06/04/12

Assemblies

1. BD112 (final assembly 1): BD111/(X/P)/1138 + BBa_I712074/(S/P)46
2. BD113 (final assembly 2): BD111/(X/P)/1138 + BBa_I719005/(S/P)23

> Digests (Fermentas FD)

Two tubes of BD111 cut with (X/P), One tube of BBa_I712074 (T7 strong promoter) and one tube of BBa_I719005 (T7 promoter) cut with (S/P).

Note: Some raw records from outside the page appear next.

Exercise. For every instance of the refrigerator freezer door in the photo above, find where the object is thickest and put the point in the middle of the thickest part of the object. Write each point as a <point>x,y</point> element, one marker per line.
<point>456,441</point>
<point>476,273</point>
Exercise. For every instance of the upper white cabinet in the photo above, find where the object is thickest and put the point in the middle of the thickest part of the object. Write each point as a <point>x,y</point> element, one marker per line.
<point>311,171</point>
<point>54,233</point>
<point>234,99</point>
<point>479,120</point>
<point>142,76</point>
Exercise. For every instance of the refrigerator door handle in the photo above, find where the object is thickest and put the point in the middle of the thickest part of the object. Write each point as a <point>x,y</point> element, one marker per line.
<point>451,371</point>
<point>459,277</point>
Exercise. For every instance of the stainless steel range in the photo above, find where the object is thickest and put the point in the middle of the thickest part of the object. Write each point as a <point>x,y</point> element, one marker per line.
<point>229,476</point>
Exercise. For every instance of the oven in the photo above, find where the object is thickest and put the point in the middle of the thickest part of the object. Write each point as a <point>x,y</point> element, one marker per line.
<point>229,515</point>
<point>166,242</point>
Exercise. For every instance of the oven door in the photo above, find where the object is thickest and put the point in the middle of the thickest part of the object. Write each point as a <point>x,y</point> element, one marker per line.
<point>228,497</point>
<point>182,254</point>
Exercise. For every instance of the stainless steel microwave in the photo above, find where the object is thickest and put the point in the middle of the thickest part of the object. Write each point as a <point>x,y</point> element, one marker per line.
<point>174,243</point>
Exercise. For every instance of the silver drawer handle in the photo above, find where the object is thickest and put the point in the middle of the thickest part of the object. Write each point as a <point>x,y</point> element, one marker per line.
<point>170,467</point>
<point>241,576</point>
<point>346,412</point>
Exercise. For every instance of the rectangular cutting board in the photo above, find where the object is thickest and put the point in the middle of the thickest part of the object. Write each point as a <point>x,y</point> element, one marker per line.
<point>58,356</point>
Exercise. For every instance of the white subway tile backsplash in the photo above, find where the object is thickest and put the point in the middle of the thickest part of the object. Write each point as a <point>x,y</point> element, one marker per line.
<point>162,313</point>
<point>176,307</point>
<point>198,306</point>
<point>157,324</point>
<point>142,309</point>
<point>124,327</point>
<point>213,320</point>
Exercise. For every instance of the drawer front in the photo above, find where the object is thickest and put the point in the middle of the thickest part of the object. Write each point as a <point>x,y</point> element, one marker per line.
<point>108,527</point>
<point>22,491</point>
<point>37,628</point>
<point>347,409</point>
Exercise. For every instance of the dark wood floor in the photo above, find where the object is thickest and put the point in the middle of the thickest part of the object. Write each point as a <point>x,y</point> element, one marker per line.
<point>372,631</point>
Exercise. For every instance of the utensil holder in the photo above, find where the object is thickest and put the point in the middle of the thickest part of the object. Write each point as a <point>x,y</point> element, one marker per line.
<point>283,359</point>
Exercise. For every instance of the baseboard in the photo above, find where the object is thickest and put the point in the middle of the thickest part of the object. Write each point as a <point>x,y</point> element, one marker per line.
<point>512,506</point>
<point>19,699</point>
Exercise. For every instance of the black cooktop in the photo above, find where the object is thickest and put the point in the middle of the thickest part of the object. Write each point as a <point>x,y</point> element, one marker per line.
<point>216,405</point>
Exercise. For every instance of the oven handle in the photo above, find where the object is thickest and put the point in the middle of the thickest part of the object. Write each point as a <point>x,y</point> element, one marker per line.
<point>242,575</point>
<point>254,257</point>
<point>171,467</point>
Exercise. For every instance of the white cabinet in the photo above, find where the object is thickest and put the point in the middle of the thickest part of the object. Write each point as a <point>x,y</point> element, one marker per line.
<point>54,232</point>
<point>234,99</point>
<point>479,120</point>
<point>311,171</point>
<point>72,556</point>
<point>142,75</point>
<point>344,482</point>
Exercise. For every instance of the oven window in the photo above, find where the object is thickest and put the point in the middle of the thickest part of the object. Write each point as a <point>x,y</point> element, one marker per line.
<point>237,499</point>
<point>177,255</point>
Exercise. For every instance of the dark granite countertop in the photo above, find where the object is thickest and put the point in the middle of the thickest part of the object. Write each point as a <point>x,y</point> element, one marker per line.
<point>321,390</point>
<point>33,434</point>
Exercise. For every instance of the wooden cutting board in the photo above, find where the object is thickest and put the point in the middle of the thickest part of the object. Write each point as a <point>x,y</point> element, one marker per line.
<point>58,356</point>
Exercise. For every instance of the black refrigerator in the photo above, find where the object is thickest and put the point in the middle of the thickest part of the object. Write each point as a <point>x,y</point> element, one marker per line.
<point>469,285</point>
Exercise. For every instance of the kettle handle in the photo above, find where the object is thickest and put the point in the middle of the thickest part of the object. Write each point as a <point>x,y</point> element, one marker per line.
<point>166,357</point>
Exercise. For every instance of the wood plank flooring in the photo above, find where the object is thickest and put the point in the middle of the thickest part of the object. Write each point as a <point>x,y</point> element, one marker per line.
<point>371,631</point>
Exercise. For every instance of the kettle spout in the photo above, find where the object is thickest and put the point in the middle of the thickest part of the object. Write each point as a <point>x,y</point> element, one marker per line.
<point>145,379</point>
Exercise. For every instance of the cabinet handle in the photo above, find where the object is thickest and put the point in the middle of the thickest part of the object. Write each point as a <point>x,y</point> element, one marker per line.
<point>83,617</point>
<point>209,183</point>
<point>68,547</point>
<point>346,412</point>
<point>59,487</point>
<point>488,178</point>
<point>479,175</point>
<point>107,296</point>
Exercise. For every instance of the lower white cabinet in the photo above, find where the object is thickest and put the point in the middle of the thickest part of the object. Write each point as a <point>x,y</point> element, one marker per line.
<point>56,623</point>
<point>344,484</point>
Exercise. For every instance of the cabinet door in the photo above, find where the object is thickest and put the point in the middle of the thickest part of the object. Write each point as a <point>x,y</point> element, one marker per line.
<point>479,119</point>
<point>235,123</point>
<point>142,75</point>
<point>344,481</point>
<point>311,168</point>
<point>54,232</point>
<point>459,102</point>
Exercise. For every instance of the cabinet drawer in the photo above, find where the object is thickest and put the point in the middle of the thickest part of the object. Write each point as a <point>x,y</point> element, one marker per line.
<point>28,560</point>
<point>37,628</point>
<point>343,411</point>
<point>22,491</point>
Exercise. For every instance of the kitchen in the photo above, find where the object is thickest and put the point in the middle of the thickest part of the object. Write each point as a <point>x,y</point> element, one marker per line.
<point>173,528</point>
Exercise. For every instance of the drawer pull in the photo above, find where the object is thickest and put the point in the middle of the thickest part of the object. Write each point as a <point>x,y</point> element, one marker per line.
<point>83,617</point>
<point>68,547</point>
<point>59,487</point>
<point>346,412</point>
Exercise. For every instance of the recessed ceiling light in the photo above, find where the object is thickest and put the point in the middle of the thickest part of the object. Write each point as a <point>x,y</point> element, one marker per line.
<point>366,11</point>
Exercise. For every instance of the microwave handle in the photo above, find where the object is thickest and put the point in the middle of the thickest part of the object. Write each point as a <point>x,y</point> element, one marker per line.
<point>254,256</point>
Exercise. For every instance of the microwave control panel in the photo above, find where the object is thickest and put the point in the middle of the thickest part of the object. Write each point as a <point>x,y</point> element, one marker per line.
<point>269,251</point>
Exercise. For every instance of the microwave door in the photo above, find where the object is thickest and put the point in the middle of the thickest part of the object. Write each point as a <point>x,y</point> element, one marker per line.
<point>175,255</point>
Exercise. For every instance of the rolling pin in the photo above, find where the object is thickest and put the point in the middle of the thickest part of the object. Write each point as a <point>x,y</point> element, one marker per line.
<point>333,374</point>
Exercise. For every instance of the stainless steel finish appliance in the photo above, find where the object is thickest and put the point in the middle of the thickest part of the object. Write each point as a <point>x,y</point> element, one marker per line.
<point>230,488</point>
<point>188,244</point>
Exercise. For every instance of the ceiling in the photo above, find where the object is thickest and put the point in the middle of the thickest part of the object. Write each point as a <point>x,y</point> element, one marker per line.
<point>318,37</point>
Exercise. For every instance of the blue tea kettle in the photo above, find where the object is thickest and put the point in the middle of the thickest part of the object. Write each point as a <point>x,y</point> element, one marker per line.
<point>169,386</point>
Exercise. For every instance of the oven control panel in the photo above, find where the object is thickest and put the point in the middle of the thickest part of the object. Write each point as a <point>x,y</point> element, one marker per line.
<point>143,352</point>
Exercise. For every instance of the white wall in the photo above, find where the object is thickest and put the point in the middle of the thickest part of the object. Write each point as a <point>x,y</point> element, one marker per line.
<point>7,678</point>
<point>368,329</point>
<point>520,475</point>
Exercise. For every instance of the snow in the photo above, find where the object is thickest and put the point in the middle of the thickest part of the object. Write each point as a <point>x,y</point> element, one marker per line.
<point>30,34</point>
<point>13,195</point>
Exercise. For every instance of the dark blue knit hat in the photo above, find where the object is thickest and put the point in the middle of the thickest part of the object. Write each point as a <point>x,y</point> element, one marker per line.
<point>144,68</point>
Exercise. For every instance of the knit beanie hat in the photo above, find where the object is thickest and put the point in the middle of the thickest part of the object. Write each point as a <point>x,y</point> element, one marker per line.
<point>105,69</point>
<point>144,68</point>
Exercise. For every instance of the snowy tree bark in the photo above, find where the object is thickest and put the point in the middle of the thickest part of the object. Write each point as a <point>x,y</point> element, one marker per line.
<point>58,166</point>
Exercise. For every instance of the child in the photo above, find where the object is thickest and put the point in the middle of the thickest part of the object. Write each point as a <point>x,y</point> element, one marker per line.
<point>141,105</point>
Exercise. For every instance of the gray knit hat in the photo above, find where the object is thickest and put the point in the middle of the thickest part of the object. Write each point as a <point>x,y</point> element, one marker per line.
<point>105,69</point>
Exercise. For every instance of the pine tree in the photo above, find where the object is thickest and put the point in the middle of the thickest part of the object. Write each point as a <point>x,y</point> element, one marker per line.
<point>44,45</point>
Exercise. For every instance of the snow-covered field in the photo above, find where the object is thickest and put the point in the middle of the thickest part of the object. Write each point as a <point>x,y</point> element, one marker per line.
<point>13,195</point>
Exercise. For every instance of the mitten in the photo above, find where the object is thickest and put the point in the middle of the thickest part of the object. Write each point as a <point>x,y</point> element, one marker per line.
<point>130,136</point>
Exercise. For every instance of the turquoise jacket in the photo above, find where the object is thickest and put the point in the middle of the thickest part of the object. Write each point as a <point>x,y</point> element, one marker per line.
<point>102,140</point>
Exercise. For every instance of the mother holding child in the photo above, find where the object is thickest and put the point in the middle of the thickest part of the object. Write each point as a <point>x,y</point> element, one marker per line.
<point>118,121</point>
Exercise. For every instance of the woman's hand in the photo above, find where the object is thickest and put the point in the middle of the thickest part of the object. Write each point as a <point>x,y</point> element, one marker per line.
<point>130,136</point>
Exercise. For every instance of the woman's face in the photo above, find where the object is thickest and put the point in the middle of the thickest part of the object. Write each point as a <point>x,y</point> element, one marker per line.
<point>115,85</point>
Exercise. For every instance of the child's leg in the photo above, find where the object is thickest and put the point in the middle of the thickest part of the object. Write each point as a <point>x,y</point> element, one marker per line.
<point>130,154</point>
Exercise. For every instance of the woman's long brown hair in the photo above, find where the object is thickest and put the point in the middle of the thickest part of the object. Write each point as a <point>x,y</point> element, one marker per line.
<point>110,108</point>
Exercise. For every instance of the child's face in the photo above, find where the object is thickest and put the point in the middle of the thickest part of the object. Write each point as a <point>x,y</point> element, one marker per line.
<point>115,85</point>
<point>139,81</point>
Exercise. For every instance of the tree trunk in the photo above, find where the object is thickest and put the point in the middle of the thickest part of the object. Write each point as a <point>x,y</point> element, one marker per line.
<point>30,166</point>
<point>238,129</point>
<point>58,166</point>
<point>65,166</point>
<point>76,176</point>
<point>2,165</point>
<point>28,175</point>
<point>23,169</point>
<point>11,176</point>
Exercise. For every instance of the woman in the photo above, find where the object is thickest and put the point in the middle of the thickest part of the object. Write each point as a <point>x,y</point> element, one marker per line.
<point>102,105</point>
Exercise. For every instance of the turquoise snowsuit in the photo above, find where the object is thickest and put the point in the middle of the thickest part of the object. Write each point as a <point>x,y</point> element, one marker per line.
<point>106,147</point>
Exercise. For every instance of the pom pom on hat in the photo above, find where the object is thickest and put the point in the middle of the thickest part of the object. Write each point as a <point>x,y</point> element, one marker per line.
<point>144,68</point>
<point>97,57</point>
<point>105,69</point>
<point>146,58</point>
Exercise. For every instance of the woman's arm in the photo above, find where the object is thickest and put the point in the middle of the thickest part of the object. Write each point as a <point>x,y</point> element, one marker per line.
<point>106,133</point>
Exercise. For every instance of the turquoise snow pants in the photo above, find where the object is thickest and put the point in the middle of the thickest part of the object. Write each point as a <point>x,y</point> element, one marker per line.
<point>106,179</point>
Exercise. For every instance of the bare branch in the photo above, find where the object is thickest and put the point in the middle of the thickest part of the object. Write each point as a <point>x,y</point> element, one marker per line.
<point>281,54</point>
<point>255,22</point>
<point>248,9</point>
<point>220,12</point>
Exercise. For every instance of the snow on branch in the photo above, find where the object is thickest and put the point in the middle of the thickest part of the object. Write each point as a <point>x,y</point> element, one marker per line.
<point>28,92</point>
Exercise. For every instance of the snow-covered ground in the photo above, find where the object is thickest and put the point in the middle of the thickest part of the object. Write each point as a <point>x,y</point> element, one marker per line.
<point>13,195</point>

Separate the fragments via gel electrophoresis and purify the fragments

1. Make a 0.8% gel: add 0.5 g agarose to ~60 ml 1x TAE buffer in a glass flask.
2. Mix by swirling and microwave for 40 seconds. Mix by swirling again (to eliminate air pockets and prevent boiling-over) and microwave for 40 seconds.
3. Set up a gel mold and comb. Make sure the teeth are the right size to hold 30 μL of sample.
4. Add 6 μl of 10 mg/ml ethidium bromide (etBr) to the agarose for a final concentration of ~0.8 μg/mL etBr. Mix by swirling (avoid making bubbles).
5. Pour the gel into the gel mold. Allow it to cool until it becomes opaque.
6. Fill a gel electrophoresis chamber with 1x TAE.
7. Remove the comb from the gel and carefully submerge the gel into the filled electrophoresis chamber.
8. Carefully pipette 15 μL pre-made 1 kb ladder mix into the first empty well and the DNA samples into the other empty wells.
9. Connect the electrical leads so that the positive end is at the bottom (DNA migrates to the positive end). Run the gel at 100 V.
10. Stop the gel when the yellow dye (Orange G) reaches the desired place on the gel (~1 hr.).
11. Remove the gel from the chamber and photograph under UV light.
12. Use a scalpel to cut the appropriate sized band(s) from the gel, place each gel slice in a 1.5 mL tube, and purify the DNA with Zymoclean Gel DNA Recovery Kit(Follow the protocol inside the kit box).
13. Measure the concentration of the purified fragment samples with a Biotek Take3 plate from the Stabenfeldt lab. Record the absorbance (A260), purity (A260/A280), and concentration (ng/μl) for each sample.